Building A Toolbox Of Coping Mechanisms
One of the most important things to know about recovery from addiction is that recovery is more than just stopping drug or alcohol use. Recovery is about getting to the underlying issues and building a balanced life that makes it easier to not use or drink.
In order to find balance, you don’t need to change everything in your life but you do have to take the actions to succeed – and set yourself up for success.
A recovery toolbox is a way to support you through your journey. The metaphorical box includes healthy coping strategies that can help get you through difficult times, triggers and emotions – or even just bring you back to a place of comfort and ease.
For many people in early recovery, building a sobriety toolbox means reflecting back to things they once enjoyed before addiction came into play: Hobbies, passions, interests or talents. These coping methods can also include new interests or hobbies as you rediscover yourself.
A recovery toolbox doesn’t just include fun things you like to do in your spare time, but also things that inspire you, comfort you, guide you, ground you, calm you or relieve cravings.

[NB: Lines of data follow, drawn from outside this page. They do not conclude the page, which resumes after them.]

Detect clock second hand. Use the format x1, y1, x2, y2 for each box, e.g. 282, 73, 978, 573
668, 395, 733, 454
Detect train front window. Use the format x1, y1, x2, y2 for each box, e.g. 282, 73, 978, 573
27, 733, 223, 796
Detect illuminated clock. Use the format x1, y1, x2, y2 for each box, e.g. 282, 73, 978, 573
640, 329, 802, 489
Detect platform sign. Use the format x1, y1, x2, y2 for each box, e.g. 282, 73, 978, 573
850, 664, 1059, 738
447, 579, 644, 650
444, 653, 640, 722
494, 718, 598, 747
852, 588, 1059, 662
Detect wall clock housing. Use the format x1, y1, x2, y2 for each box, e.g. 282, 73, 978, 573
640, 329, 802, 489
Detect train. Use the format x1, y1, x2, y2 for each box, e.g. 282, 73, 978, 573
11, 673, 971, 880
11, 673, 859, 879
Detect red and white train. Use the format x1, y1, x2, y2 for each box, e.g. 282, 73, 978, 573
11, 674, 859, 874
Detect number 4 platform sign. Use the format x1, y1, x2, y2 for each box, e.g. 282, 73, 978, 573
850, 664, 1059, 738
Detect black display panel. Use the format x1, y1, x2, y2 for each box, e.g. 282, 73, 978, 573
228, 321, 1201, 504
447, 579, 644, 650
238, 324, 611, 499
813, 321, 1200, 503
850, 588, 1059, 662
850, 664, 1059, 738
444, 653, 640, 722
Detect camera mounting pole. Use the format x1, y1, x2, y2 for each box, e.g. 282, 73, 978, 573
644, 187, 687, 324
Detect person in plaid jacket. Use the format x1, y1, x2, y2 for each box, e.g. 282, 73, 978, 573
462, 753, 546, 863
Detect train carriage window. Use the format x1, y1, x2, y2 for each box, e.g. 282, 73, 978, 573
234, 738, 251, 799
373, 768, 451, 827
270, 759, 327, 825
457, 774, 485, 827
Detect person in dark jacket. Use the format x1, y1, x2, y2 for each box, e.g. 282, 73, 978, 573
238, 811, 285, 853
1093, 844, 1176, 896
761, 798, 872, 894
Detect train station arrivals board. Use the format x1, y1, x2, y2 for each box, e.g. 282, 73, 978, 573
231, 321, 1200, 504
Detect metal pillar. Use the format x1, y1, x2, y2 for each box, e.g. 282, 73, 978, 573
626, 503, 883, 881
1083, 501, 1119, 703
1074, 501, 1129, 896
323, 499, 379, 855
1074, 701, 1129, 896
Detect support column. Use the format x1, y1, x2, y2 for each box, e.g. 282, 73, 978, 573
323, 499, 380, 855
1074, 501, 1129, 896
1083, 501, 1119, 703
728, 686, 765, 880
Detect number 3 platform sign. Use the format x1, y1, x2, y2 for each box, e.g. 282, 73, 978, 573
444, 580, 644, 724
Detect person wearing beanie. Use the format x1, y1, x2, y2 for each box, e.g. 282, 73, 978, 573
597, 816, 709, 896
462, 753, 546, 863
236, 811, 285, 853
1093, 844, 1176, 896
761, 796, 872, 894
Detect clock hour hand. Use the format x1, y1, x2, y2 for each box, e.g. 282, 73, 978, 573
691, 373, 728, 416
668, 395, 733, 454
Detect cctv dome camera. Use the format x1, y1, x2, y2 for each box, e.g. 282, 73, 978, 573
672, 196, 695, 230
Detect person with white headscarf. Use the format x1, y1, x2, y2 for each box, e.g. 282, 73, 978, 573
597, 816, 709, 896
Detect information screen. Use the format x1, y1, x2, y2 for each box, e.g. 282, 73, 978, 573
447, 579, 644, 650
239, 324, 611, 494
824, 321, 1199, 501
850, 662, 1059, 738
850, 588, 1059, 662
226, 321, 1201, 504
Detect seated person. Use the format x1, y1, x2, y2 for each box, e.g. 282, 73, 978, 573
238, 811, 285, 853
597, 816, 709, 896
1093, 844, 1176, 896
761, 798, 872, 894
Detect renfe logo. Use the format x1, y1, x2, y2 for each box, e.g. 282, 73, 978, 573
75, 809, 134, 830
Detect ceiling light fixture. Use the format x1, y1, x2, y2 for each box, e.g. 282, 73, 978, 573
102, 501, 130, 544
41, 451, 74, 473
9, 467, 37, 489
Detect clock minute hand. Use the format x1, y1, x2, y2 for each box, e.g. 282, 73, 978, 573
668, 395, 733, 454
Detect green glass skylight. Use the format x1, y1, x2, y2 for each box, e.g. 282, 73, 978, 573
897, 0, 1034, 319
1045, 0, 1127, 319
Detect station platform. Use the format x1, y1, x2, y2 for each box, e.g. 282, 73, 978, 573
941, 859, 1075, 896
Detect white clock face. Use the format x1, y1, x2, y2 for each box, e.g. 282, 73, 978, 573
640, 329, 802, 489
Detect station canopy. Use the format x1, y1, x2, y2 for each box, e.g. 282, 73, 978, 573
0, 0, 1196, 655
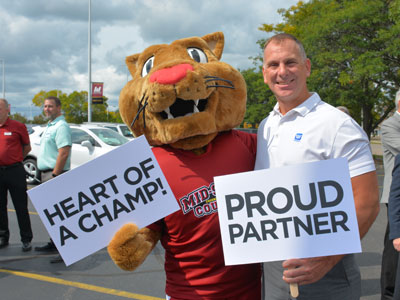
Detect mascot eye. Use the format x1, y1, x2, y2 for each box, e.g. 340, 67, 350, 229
187, 48, 208, 63
142, 56, 154, 77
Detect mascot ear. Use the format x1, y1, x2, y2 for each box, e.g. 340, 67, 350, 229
202, 32, 224, 60
125, 54, 140, 77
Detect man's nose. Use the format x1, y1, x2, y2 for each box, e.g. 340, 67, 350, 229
278, 64, 288, 76
150, 64, 193, 84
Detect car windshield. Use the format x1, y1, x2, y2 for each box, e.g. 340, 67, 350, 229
90, 128, 129, 146
121, 125, 133, 137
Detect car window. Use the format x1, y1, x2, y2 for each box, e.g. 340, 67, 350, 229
71, 128, 100, 147
104, 126, 118, 132
90, 128, 129, 146
120, 125, 133, 137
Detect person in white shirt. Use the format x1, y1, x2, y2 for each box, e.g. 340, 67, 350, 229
255, 34, 379, 300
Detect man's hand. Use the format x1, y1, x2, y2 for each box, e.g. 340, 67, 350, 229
393, 238, 400, 252
282, 255, 343, 285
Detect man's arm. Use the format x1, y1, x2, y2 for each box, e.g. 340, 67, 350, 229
388, 155, 400, 251
53, 146, 71, 175
282, 171, 379, 285
22, 144, 32, 158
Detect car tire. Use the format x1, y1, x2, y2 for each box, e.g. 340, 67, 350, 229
24, 158, 40, 184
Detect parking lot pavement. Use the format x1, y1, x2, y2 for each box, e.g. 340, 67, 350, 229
0, 158, 386, 300
0, 193, 165, 300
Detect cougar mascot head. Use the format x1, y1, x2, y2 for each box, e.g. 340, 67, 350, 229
108, 32, 261, 300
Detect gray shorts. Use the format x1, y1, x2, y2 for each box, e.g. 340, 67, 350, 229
264, 254, 361, 300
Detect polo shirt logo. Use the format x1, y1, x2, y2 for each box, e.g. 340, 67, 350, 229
294, 133, 303, 142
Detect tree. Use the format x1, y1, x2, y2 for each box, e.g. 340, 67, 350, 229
259, 0, 400, 136
241, 68, 276, 125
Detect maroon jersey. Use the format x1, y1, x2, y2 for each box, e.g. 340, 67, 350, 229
149, 130, 261, 300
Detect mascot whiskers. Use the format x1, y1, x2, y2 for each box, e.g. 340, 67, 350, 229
108, 32, 261, 300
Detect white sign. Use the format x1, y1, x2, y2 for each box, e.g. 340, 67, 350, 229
214, 158, 361, 265
28, 137, 179, 266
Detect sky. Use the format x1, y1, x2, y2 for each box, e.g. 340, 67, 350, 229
0, 0, 298, 119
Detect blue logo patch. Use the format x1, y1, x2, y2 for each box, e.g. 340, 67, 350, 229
294, 133, 303, 142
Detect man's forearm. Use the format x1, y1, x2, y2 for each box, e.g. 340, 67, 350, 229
53, 146, 71, 175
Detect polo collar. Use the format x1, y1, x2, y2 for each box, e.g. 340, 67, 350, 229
47, 115, 64, 127
273, 92, 322, 117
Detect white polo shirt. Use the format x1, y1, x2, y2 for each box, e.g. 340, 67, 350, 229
255, 93, 375, 177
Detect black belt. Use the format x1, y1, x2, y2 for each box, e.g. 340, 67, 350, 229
0, 162, 21, 171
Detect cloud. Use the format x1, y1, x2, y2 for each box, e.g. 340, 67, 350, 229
0, 0, 297, 117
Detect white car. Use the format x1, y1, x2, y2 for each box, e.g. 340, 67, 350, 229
24, 124, 129, 184
83, 122, 134, 140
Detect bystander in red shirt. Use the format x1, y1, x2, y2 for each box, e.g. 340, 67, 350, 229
0, 118, 30, 166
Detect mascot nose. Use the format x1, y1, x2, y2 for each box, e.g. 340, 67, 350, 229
150, 64, 194, 84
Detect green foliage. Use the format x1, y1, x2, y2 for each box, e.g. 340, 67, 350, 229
241, 68, 276, 126
32, 90, 122, 124
259, 0, 400, 135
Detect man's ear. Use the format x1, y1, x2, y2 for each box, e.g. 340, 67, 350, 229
202, 31, 225, 60
125, 54, 140, 77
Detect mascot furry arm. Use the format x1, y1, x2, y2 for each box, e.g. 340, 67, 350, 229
108, 32, 261, 300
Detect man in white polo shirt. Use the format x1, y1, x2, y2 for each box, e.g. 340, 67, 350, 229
255, 34, 379, 300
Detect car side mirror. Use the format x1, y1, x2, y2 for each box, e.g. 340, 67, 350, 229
81, 140, 94, 152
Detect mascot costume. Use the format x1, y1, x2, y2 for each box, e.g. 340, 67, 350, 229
108, 32, 261, 300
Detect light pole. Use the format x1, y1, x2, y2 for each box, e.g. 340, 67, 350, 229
88, 0, 92, 122
0, 58, 6, 99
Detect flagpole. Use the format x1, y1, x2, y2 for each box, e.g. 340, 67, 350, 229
88, 0, 92, 122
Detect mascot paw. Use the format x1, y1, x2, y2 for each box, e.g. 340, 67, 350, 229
107, 223, 160, 271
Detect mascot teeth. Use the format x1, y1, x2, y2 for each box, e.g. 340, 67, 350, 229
160, 98, 207, 120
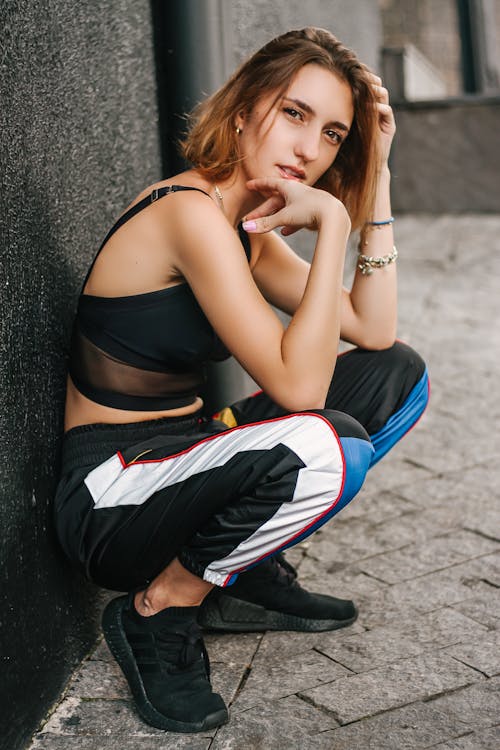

What’s In Your Recovery Toolbox?
Letting go of an addiction can actually bring up a huge void – especially for those who have been addicted for many years. After all, drugs or alcohol took up time, energy, money. Without the usual go-to, you’ll need to replace the substances and unhealthy coping strategies of addiction with something healthy.
Saying ‘no’ to your addiction day in and day out means saying ‘yes’ to a world of other things, including new coping mechanisms and things you may have never imagined. As recovery is a new chapter in your life, it’s a great chance to open yourself up to new practices.
The following are just a few ideas to get your recovery toolbox started:
To Inspire You:
A piece of paper with your favorite quote or mantra; Daily affirmation or verse on your phone - Words work. A reminder or affirmation doesn’t just halt destructive behaviors, it can raise your spirits, remind you of the truth and pull you up out of destructive thoughts or actions
Attend a sober meeting or call a supportive friend - Have a short list of people on hand or quick access to finding a local meeting. These are people who understand where you’re at, what you’re going through and can help lift you up and talk you down.
Allocate money previously used on your addiction for a weekend getaway or a special gift for yourself - For some people, money can be a huge motivator. Have a pair of shoes you’ve been eyeing or a short-trip you’ve been wanting to take? Saving the money you once used on your unhealthy fix and working towards a goal can be extremely gratifying.
To Comfort You:
Breathing exercises - While focusing solely on your the air going in and out of your lungs, long, deep breathing can bring a sense of calm. Using this tool can relieve anxiety and promote balance.
Essential oils - Smells ring bells. Scent is one of the most powerful triggers for emotions and memories. A comforting scent such as lavender or eucalyptus can bring you back to a place of peace. Check out this list of 11 scents that can benefit your well-being.
To Relieve Cravings:
Exercise - Exercise is one of the most useful healthy coping mechanisms. It doesn’t just improve your physical fitness and help your body recover from damage from drugs and alcohol, but it can also help you to sleep better, reduce stress and symptoms of anxiety and depression.
To Ground You:
Meditation - Guided meditation or even just taking a few minutes to find a quiet place can have major physical and mental benefits including reduced stress, increased mindfulness and relaxation.
Journaling - Writing down your thoughts or feelings – whether they be positive or negative – can be a release. Instead of bottling things up, you’ll be able to express yourself on paper and organize your thoughts and emotions.
Focus on the positive
You may have heard the expression, “Stinkin’ thinkin’” – which refers to getting caught up in negative thoughts that can trigger drug or alcohol use or even relapse. Avoiding this spiral of negativity starts with shifting your thought pattern and looking for the positive things. This can go hand-in-hand with practicing gratitude
These are just a few examples of coping mechanisms that can help in your recovery from addiction. Each person will find different things that work for them in their own, unique path. What’s in your recovery toolbox?